BALB/c embryonic fibroblasts productively transformed by Moloney sarcoma virus and cultivated for over 600 generations in the presence of mouse alpha/beta interferon reverted to an apparently normal phenotype and were unable to produce tumors in nude mice. Nevertheless, the presence of an integrated Moloney sarcoma virus genome in the nonmalignant Moloney sarcoma virus-transformed interferon-treated cell DNA could be shown by focus formation upon transfection and by hybridization with a v-mos probe. After digestion with various restriction endonucleases, similar hybridization patterns of v-mos sequences were obtained with DNAs from both reverted and transformed cells.
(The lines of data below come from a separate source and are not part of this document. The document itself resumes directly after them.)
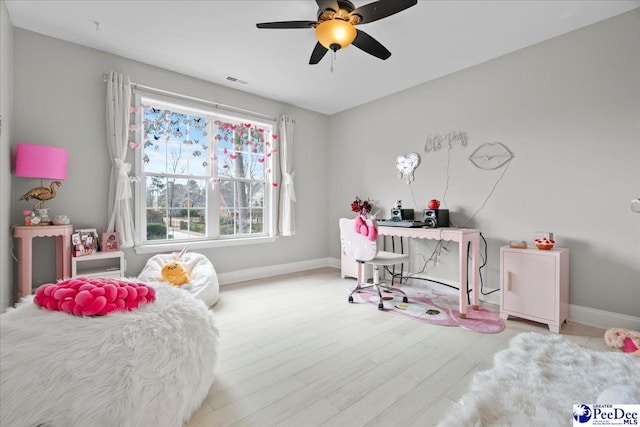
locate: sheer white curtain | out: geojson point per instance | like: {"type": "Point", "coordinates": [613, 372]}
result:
{"type": "Point", "coordinates": [118, 110]}
{"type": "Point", "coordinates": [286, 222]}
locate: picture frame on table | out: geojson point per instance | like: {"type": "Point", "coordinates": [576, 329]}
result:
{"type": "Point", "coordinates": [85, 241]}
{"type": "Point", "coordinates": [110, 242]}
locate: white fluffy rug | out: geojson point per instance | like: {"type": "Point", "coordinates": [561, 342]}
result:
{"type": "Point", "coordinates": [148, 367]}
{"type": "Point", "coordinates": [536, 381]}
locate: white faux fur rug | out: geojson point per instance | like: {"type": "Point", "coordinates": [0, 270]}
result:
{"type": "Point", "coordinates": [537, 380]}
{"type": "Point", "coordinates": [152, 366]}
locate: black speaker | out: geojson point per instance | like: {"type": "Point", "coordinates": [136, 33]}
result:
{"type": "Point", "coordinates": [398, 214]}
{"type": "Point", "coordinates": [434, 218]}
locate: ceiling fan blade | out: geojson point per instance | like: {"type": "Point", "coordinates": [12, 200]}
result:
{"type": "Point", "coordinates": [370, 45]}
{"type": "Point", "coordinates": [381, 9]}
{"type": "Point", "coordinates": [328, 4]}
{"type": "Point", "coordinates": [287, 24]}
{"type": "Point", "coordinates": [318, 53]}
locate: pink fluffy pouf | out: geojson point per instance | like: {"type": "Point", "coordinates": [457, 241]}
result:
{"type": "Point", "coordinates": [83, 296]}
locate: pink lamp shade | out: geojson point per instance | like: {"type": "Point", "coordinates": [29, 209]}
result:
{"type": "Point", "coordinates": [41, 161]}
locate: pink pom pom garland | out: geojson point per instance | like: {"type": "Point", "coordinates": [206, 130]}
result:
{"type": "Point", "coordinates": [83, 296]}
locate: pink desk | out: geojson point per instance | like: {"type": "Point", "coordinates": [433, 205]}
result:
{"type": "Point", "coordinates": [25, 234]}
{"type": "Point", "coordinates": [463, 236]}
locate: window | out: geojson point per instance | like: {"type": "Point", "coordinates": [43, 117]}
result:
{"type": "Point", "coordinates": [205, 176]}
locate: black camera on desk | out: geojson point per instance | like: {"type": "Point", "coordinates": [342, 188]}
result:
{"type": "Point", "coordinates": [434, 218]}
{"type": "Point", "coordinates": [398, 214]}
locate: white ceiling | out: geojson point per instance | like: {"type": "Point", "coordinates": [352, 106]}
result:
{"type": "Point", "coordinates": [211, 40]}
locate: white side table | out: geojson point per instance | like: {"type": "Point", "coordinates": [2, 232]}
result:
{"type": "Point", "coordinates": [534, 285]}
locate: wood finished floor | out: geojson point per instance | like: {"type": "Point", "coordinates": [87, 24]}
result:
{"type": "Point", "coordinates": [293, 352]}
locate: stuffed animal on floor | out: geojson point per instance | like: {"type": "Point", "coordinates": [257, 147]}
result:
{"type": "Point", "coordinates": [623, 340]}
{"type": "Point", "coordinates": [175, 273]}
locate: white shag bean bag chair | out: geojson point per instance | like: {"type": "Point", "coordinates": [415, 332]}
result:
{"type": "Point", "coordinates": [151, 366]}
{"type": "Point", "coordinates": [203, 282]}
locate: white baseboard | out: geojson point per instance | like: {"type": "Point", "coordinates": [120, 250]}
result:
{"type": "Point", "coordinates": [602, 319]}
{"type": "Point", "coordinates": [583, 315]}
{"type": "Point", "coordinates": [272, 270]}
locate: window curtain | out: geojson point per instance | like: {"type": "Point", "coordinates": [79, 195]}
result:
{"type": "Point", "coordinates": [118, 111]}
{"type": "Point", "coordinates": [286, 222]}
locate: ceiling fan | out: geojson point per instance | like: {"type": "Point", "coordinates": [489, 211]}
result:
{"type": "Point", "coordinates": [335, 26]}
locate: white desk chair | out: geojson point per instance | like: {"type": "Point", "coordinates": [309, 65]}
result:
{"type": "Point", "coordinates": [359, 241]}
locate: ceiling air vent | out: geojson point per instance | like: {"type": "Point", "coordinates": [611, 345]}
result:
{"type": "Point", "coordinates": [236, 80]}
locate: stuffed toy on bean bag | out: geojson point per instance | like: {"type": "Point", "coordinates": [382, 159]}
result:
{"type": "Point", "coordinates": [175, 273]}
{"type": "Point", "coordinates": [202, 279]}
{"type": "Point", "coordinates": [623, 340]}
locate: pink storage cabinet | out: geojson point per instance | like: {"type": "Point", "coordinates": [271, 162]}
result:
{"type": "Point", "coordinates": [534, 285]}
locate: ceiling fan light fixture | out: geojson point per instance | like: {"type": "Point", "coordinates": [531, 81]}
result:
{"type": "Point", "coordinates": [335, 34]}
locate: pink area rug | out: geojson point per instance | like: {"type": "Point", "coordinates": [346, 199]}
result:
{"type": "Point", "coordinates": [430, 306]}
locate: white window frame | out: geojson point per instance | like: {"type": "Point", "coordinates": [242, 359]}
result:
{"type": "Point", "coordinates": [213, 239]}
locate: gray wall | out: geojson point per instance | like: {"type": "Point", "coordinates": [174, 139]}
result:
{"type": "Point", "coordinates": [6, 107]}
{"type": "Point", "coordinates": [60, 100]}
{"type": "Point", "coordinates": [569, 110]}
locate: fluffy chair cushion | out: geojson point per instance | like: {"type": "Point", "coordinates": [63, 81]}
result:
{"type": "Point", "coordinates": [152, 366]}
{"type": "Point", "coordinates": [204, 280]}
{"type": "Point", "coordinates": [83, 296]}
However, additional integration sites and at least twice as many copies of the oncogene were found in the nonmalignant Moloney sarcoma virus-transformed interferon-treated cell DNA. Polyadenylylated RNA extracted from reverted and control cells contained two mos-specific transcripts. Interestingly, the nonmalignant Moloney sarcoma virus-transformed interferon-treated cells produced helper virus, but no detectable mos-containing virions, suggesting that a posttranscriptional block in the v-mos gene expression had occurred in these cells. It should be stressed that, after up to 100 additional passages, cells cultured in the absence of interferon maintained their nontumorigenic character in spite of the persistent transcription of the mos oncogene.